I have a directory structure that looks like the image.

This structure is organised in a form of objects. File objects are each in the form: {type:'file', name:'file a1'} for example. Folderobjects are like File objects, but they have an extra key children which is an array of sub folders/files.
Here’s a console log of the rootFolder object from the image before:
The goal:
What I want is to write a search function that returns the path for a specific file in the form of an array.
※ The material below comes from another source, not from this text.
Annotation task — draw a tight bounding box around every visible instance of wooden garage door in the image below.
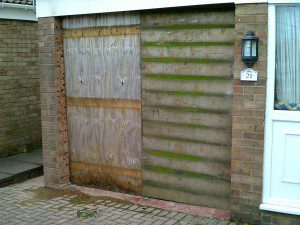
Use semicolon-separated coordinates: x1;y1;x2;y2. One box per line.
141;7;235;209
63;13;142;193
For example, if I were to search for file c3, the result would be: ['folder a3', 'folder b4'].
I have tried many things, but recursion isn’t my strongest suit.
The code could be in javascript or python; what I care about is the algorithm itself.
Here is the code used to generate rootFolder:
// defining constants
const TYPES = {FILE: 'file', FOLDER: 'folder'}
const FILE_NAMES = {
FILE_A1:'file a1',
FILE_A2:'file a2',
FILE_A4:'file a4',
FILE_B2:'file b2',
FILE_B3:'file b3',
FILE_C1:'file c1',
FILE_C2:'file c2',
FILE_C3:'file c3',
FILE_C4:'file c4',
FILE_C5:'file c5',
}
const FOLDER_NAMES = {
ROOT_FOLDER:'root folder',
FOLDER_A3:'folder a3',
FOLDER_B1:'folder b1',
FOLDER_B4:'folder b4'
}
// defining classes
class File {
constructor(type, name) {
this.name = name
this.type = type
}
}
class Folder {
constructor (type, name, children) {
this.name = name
this.type = type
this.children = children
}
}
// defining file objects
const fileA1 = new File(TYPES.FILE, FILE_NAMES.FILE_A1)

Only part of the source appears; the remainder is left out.